Dehydration can sometimes go unnoticed when families are spending time in the cool water. It’s hard to tell that it’s happening until it’s too late. But at Watermelon Swim, we’re here to let you know why you should be aware and what to look out for.
The Pool Is Really Good at Hiding the Signs
Here’s what normally happens when kids play outside in the heat: they run around, they get warm, they slow down, and eventually they ask for a drink. Their body sends signals that are easy to respond to.
In the water, that whole system can get scrambled. The water keeps their skin cool, so it’s much harder to recognize the signs of getting overheated. Sweat gets immediately washed away. None of the usual cues are registering, so kids just keep going.
Add a child that will happily stay in a pool until someone calls them out, and you have a situation where they can be significantly more dehydrated than they feel or appear.
They’re Still Sweating, You Just Can’t Tell
This is the part that surprises most parents. Being in water doesn’t stop the body from sweating. Physical activity drives fluid loss the same way whether your child is on a soccer field or splashing around in the backyard pool.
Florida summers combine high temperatures with intense humidity, which makes it harder for the body to cool itself and increases the risk of heat-related stress, even in the water. A long, active swim session under those conditions is real physical exertion. The body is working, fluids are being lost, but the normal signs of exertion are being disguised by the cool pool water.
What to Watch For
Early signs of heat-related illness include fatigue, dizziness, headaches, nausea, muscle cramps, and excessive thirst. In children, you might also notice a sudden drop in energy, or a general sense that something seems off even if they can’t put it into words. It’s worth knowing that by the time a child is actively complaining of thirst, they’re already behind on fluids, as thirst is a late-stage signal, not an early warning system.
What Helps
The good news is that staying ahead of this is easy. It just takes a bit of intention:
- Keep a water bottle with you. Have it within reach and accessible throughout the swim session; out of sight tends to mean out of mind, especially for younger kids.
- Schedule drink breaks. Every 20 to 30 minutes is a reliable starting point for active children. No need to drink a whole bottle during these breaks; a few long sips should do the trick!
- Don’t wait for thirst. Thirst is a sign you’re way behind on water intake. If you can’t remember the last time they took a sip, it has probably been too long.

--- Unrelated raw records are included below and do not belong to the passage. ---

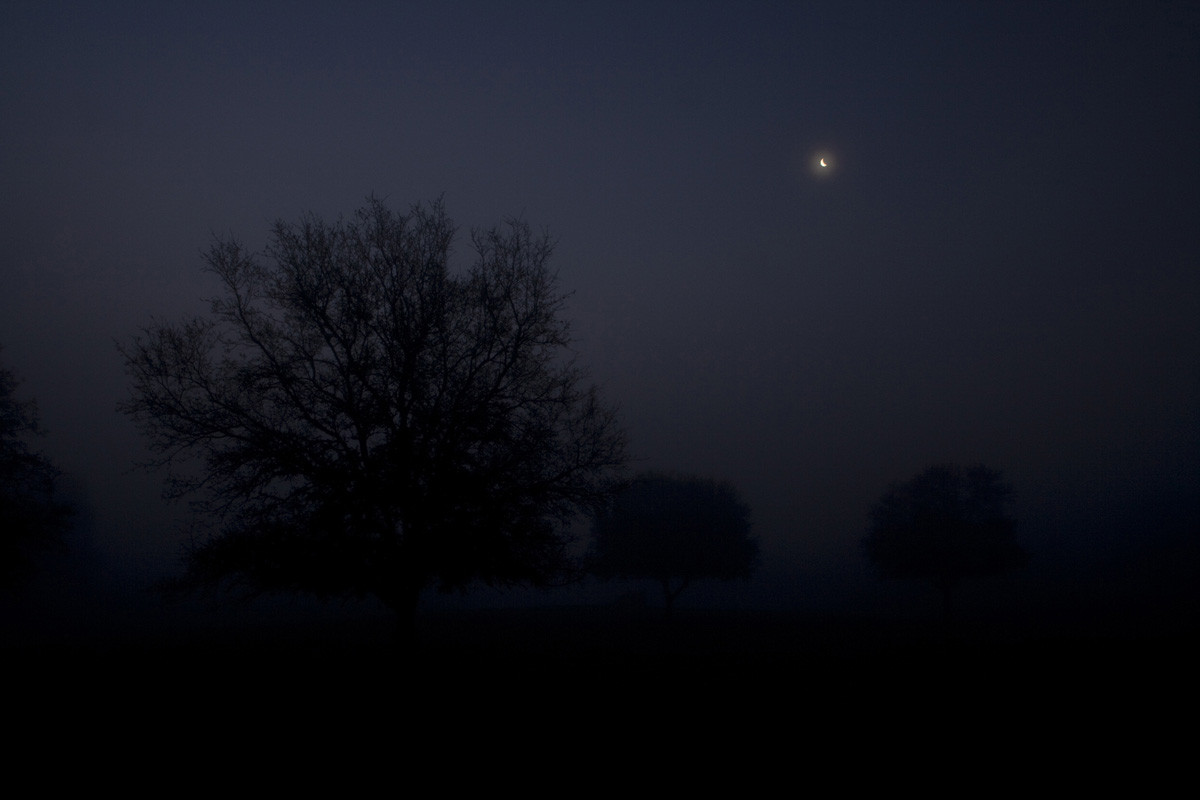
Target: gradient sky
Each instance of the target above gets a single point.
(1001, 266)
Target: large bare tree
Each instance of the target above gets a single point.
(364, 420)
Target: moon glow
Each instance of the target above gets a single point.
(822, 163)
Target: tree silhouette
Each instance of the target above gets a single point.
(370, 423)
(943, 525)
(673, 530)
(33, 518)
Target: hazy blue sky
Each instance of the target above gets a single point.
(1001, 266)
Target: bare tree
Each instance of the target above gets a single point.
(33, 518)
(673, 530)
(369, 422)
(945, 525)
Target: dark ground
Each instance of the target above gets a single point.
(607, 662)
(606, 696)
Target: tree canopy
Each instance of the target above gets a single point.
(366, 421)
(943, 525)
(673, 530)
(33, 518)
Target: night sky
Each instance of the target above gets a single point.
(1000, 265)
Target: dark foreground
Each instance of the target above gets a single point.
(798, 691)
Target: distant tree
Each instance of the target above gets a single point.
(371, 423)
(945, 525)
(673, 530)
(33, 518)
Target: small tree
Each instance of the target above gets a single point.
(33, 519)
(673, 530)
(369, 422)
(945, 525)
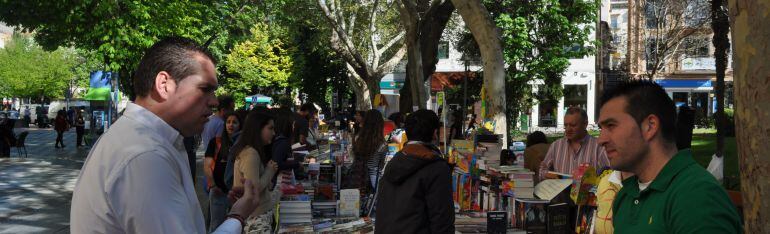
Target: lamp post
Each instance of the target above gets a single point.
(466, 60)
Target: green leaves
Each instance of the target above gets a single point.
(260, 63)
(27, 71)
(537, 41)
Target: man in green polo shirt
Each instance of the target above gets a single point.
(670, 192)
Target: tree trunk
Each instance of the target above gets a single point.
(750, 23)
(720, 26)
(361, 91)
(414, 68)
(405, 97)
(486, 33)
(423, 32)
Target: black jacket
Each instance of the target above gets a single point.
(415, 193)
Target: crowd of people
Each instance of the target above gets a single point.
(139, 178)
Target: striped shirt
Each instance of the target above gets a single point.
(560, 158)
(374, 165)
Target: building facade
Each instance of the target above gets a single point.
(686, 72)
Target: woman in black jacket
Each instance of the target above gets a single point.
(281, 146)
(415, 194)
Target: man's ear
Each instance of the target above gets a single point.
(650, 127)
(164, 85)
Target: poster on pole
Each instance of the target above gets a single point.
(441, 103)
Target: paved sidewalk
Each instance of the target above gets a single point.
(35, 192)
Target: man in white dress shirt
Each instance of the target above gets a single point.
(136, 178)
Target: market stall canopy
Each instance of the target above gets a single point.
(259, 98)
(101, 86)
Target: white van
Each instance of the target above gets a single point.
(55, 106)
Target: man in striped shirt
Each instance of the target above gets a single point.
(576, 148)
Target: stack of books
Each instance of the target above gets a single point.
(295, 212)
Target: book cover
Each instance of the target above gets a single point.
(585, 215)
(350, 203)
(497, 222)
(558, 218)
(531, 215)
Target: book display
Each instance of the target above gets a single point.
(492, 191)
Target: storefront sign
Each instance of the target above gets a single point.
(698, 64)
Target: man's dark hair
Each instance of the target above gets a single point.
(536, 137)
(397, 118)
(226, 102)
(578, 111)
(308, 107)
(421, 125)
(644, 98)
(174, 55)
(284, 122)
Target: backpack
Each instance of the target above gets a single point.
(229, 170)
(217, 147)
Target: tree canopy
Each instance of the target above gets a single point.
(258, 64)
(28, 71)
(539, 38)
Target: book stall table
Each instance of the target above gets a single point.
(312, 202)
(495, 197)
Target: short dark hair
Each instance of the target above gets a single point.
(284, 122)
(536, 137)
(397, 118)
(225, 102)
(174, 55)
(578, 110)
(421, 125)
(308, 107)
(644, 98)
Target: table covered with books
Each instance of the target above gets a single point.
(495, 193)
(311, 200)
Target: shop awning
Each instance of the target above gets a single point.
(696, 84)
(391, 83)
(100, 86)
(259, 98)
(439, 80)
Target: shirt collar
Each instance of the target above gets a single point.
(676, 164)
(152, 121)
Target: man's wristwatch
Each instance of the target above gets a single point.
(239, 218)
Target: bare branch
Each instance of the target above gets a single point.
(393, 61)
(392, 42)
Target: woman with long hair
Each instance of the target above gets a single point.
(80, 128)
(60, 125)
(358, 121)
(284, 133)
(254, 163)
(215, 162)
(369, 152)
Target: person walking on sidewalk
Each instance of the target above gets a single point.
(415, 194)
(80, 128)
(60, 125)
(136, 178)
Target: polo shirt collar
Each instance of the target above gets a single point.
(152, 121)
(676, 164)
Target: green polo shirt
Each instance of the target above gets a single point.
(683, 198)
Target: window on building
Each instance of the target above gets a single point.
(696, 13)
(653, 13)
(546, 111)
(576, 96)
(443, 50)
(696, 47)
(654, 51)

- Build in shade breaks during peak heat hours. The most intense heat is typically between 11 am and 3 pm. Even a short break out of the sun with a cold drink makes a real difference — and it’s a good habit to establish early in the summer.

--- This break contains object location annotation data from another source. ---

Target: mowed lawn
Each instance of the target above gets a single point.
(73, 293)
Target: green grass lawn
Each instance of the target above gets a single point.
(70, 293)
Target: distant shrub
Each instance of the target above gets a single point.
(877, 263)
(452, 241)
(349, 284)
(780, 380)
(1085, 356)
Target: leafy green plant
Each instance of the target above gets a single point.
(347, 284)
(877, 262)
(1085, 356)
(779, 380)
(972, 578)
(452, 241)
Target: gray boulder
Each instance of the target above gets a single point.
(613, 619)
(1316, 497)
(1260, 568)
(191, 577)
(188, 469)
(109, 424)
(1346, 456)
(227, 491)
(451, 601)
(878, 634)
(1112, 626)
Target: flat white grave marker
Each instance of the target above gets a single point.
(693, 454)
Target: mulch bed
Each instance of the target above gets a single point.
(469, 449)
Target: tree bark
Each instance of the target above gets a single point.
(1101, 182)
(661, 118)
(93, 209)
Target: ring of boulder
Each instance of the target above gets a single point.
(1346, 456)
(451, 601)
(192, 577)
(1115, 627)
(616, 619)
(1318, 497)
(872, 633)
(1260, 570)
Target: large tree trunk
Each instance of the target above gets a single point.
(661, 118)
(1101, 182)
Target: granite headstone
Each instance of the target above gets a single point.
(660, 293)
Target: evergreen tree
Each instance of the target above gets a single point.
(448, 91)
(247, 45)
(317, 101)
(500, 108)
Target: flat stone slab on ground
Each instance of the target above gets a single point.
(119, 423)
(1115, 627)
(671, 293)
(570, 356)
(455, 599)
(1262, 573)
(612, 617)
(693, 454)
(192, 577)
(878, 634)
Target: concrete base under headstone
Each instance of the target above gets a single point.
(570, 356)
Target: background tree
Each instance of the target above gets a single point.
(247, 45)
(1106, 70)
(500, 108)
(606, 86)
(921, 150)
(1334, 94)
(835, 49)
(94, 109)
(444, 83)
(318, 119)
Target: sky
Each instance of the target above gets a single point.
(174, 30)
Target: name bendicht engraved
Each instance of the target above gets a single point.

- Pay attention after pool time, too. Unusual fatigue, irritability, or low energy following a long swim day can be signs of mild dehydration. A good drink of water or sports drink and some rest are usually the right first response.
Stay Cool in The Pool
The water is one of the best places to spend a Florida summer; that will never be up for debate. But cool water and an afternoon of fun can make it easy to forget how hot it really is. Keep the water bottle as close as the sunscreen, build breaks into the routine for shade and rest, and your little melons will stay safer and happier during their swim.